L’uomo appena vide le nostre divise capì di essere stato scoperto, cercò con lo sguardo una via di fuga, ma Paola e Stefano furono più veloci, io ero rimasto a distanza in quanto non ero ancora del tutto operativo.
I due accerchiarono l’uomo e lo bloccarono con un elastico automatico che gli bloccò la possibilità di muovere le mani, avevo visto l’elastico nei giorni precedenti ma, vederlo in azione era altro, Paola e Stefano si muovevano quasi all’unisono, senza neppure parlare, mentre si avvicinavano all’uomo, la tuta cambiò colore e la visiera divenne scura, le loro tute apparivano di un verde metallico, per un attimo mi ricordarono certe auto viste nei vecchi video che avevo trovato in casa dei nonni quando ero piccolo.
L’uomo non parlava e neppure Paola e Stefano, stavano immobili, la cosa non lo nego mi creò un certo disagio, trovare un uomo che sfida le leggi in questo modo, ben sapendo che le conseguenze sarebbero state piuttosto serie.
Pochi minuti dopo arrivò l’unità di acquisizione, Antonio Brissi fu fatto salire a bordo di una grossa macchina nera della DEIN, sembrava una specie di grosso barattolo nero con porte che si aprirono tutte contemporaneamente. Dentro c’erano due uomini con dei camici meri, completamente irriconoscibili per via della maschera plastificata, e il copricapo a punta, non si vedevano neppure le mani.

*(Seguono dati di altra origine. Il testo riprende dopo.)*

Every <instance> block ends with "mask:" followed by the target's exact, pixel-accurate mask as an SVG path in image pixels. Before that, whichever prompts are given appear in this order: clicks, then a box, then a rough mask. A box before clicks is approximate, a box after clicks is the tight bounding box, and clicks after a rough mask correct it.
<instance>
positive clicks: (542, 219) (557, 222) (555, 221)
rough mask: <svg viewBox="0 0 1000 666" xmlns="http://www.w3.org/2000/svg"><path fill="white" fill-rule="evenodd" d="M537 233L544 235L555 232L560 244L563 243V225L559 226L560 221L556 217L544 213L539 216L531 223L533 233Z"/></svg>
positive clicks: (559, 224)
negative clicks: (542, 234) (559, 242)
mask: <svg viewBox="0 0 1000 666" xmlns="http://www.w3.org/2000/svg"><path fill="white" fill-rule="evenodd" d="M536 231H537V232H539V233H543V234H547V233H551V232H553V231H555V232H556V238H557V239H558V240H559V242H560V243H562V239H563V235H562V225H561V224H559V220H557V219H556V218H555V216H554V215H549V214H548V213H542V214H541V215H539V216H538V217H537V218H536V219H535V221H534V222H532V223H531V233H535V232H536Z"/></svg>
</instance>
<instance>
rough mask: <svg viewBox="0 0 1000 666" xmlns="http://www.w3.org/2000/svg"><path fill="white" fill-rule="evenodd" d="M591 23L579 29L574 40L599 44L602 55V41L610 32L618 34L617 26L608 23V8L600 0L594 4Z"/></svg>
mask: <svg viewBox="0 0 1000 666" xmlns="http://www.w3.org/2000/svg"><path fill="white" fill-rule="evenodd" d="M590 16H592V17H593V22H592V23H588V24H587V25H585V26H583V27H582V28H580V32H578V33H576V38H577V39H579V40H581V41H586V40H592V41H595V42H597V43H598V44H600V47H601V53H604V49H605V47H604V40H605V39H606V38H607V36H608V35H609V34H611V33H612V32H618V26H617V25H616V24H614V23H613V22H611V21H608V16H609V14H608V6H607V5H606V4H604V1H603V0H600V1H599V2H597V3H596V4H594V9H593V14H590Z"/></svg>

Una voce proveniente dal sistema automatico, iniziò a recitare le formule di rito: Antonio Brissi sei colpevole di aver utilizzato i Talleri e per questo sarai portato nel centro Raccolta e Dissociazione della DEIM, nella nostra nazione è fatto divieto assoluto l’uso di denaro per l’acquisizione di beni, pertanto sei condannato a rimborsare lo Stato per un ammontare di cinque anni di lavoro nei campi di raccolta.
Brizzi pareva non prestare nessuna attenzione a quello che gli era detto, come se la cosa non lo riguardasse, quanto a me lo avrei pestato volentieri.